Why Is Parallel.Foreach Much Faster Then Asparallel().Forall() Even Though Msdn Suggests Otherwise

Why is Parallel.ForEach much faster then AsParallel().ForAll() even though MSDN suggests otherwise?

This problem is pretty debuggable, an uncommon luxury when you have problems with threads. Your basic tool here is the Debug > Windows > Threads debugger window. Shows you the active threads and gives you a peek at their stack trace. You'll easily see that, once it gets slow, that you'll have dozens of threads active that are all stuck. Their stack trace all look the same:

    mscorlib.dll!System.Threading.Monitor.Wait(object obj, int millisecondsTimeout, bool exitContext) + 0x16 bytes  
    mscorlib.dll!System.Threading.Monitor.Wait(object obj, int millisecondsTimeout) + 0x7 bytes 
    mscorlib.dll!System.Threading.ManualResetEventSlim.Wait(int millisecondsTimeout, System.Threading.CancellationToken cancellationToken) + 0x182 bytes    
    mscorlib.dll!System.Threading.Tasks.Task.SpinThenBlockingWait(int millisecondsTimeout, System.Threading.CancellationToken cancellationToken) + 0x93 bytes   
    mscorlib.dll!System.Threading.Tasks.Task.InternalRunSynchronously(System.Threading.Tasks.TaskScheduler scheduler, bool waitForCompletion) + 0xba bytes  
    mscorlib.dll!System.Threading.Tasks.Task.RunSynchronously(System.Threading.Tasks.TaskScheduler scheduler) + 0x13 bytes  
    System.Core.dll!System.Linq.Parallel.SpoolingTask.SpoolForAll<ConsoleApplication1.DirWithSubDirs,int>(System.Linq.Parallel.QueryTaskGroupState groupState, System.Linq.Parallel.PartitionedStream<ConsoleApplication1.DirWithSubDirs,int> partitions, System.Threading.Tasks.TaskScheduler taskScheduler) Line 172  C#
// etc..

Whenever you see something like this, you should immediately think fire-hose problem. Probably the third-most common bug with threads, after races and deadlocks.

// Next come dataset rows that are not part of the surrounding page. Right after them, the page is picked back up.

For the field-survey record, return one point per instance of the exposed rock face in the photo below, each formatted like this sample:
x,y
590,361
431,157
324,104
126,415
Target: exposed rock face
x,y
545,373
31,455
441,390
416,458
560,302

Which you can reason out, now that you know the cause, the problem with the code is that every thread that completes adds N more threads. Where N is the average number of sub-directories in a directory. In effect, the number of threads grows exponentially, that's always bad. It will only stay in control if N = 1, that of course never happens on an typical disk.

Do beware that, like almost any threading problem, that this misbehavior tends to repeat poorly. The SSD in your machine tends to hide it. So does the RAM in your machine, the program might well complete quickly and trouble-free the second time you run it. Since you'll now read from the file system cache instead of the disk, very fast. Tinkering with ThreadPool.SetMinThreads() hides it as well, but it cannot fix it. It never fixes any problem, it only hides them. Because no matter what happens, the exponential number will always overwhelm the set minimum number of threads. You can only hope that it completes finishing iterating the drive before that happens. Idle hope for a user with a big drive.

The difference between ParallelEnumerable.ForAll() and Parallel.ForEach() is now perhaps also easily explained. You can tell from the stack trace that ForAll() does something naughty, the RunSynchronously() method blocks until all the threads are completed. Blocking is something threadpool threads should not do, it gums up the thread pool and won't allow it to schedule the processor for another job. And has the effect you observed, the thread pool is quickly overwhelmed with threads that are waiting on the N other threads to complete. Which isn't happening, they are waiting in the pool and are not getting scheduled because there are already so many of them active.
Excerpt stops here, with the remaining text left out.